FILE — The abortion pills mifepristone and misoprostol are packaged for mailing to patients, in Ridgewood, N.J. on April 18, 2023. A growing share of abortions is now being administered through telemedicine, with clinicians prescribing mail-order abortion pills after online consultations, according to the first nationwide count of telehealth abortions in the U.S. medical system. At least one in six abortions, around 14,000 a month, was conducted via telehealth from July through September, the most recent months with available data. (Jackie Molloy/The New York Times)

Abortion providers are continuing to challenge Ohio’s laws restricting access to abortion, filing new lawsuits or submitting updated complaints to include new claims under the Ohio Reproductive Freedom Amendment, also referred to as Issue 1 last year.

Abortion providers recently filed an updated challenge against Ohio’s law restricting how they can prescribe medication abortion to patients.
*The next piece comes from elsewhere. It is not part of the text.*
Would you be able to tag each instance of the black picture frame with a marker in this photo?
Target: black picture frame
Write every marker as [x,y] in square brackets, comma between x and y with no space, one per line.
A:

The law, which is currently under a preliminary injunction and not being enforced, requires physicians to be physically present where and when the initial dose of the drug is consumed.

Anti-abortion advocates called this court challenge “disturbing” but not surprising.

“Our concern is women’s health,” said Margie Christie, executive director of Dayton Right to Life. “... It’s very concerning for us.”

This law, if enforced, would prohibit doctors from prescribing abortion medication via telehealth visits.

“Complications happen,” Christie said about what anti-abortion advocates see as the need for these restrictions.

If doctors violated this law and it was enforced, it would result in a fourth-degree felony for the first offense and a third-degree felony for the second and subsequent offenses.

“These arbitrary, medically unnecessary anti-abortion restrictions profoundly limit Ohioans’ ability to exercise their constitutional rights. We urge the court to strike them down,” said Jessie Hill, cooperating attorney for the ACLU of Ohio.

The lawsuit, originally filed in 2021, is pending in the Hamilton County Court of Common Pleas. The law in question remains blocked by the preliminary injunction entered by the court on April 20, 2021.

The court already found, in issuing a preliminary injunction blocking enforcement of the ban, that telehealth medication abortion services are “safe, effective health care” and that a ban will delay and potentially preclude patients from accessing abortion care.

“We can all agree that health care needs to be more accessible, not less. More than half of the patients we serve travel significant distances to us to receive care,” said Dr. Sharon Liner, medical director of Planned Parenthood Southwest Ohio Region. “Unnecessary restrictions that ignore the expertise of medical professionals exacerbate the strain on patients and providers.”

The telehealth restriction did not apply to patients seeking mifepristone, a drug that blocks a hormone called progesterone that is needed for a pregnancy to continue, for the use of a miscarriage. The telehealth restriction was only for patients seeking an abortion, so Hamilton County Common Pleas Court Judge Alison Hatheway wrote this exception revealed the law was “in no way responsive to the purported risks of mifepristone.”

Abortion providers have sought to challenge other abortion restrictions in the state, including the 24-hour waiting period from when patients receive state literature on abortions to when they can undergo the procedure.

“That’s what we anticipated to happen is for them to, one by one, roll back on the protections we put in place,” Christie said. “... We’re just going to try to keep educating women.”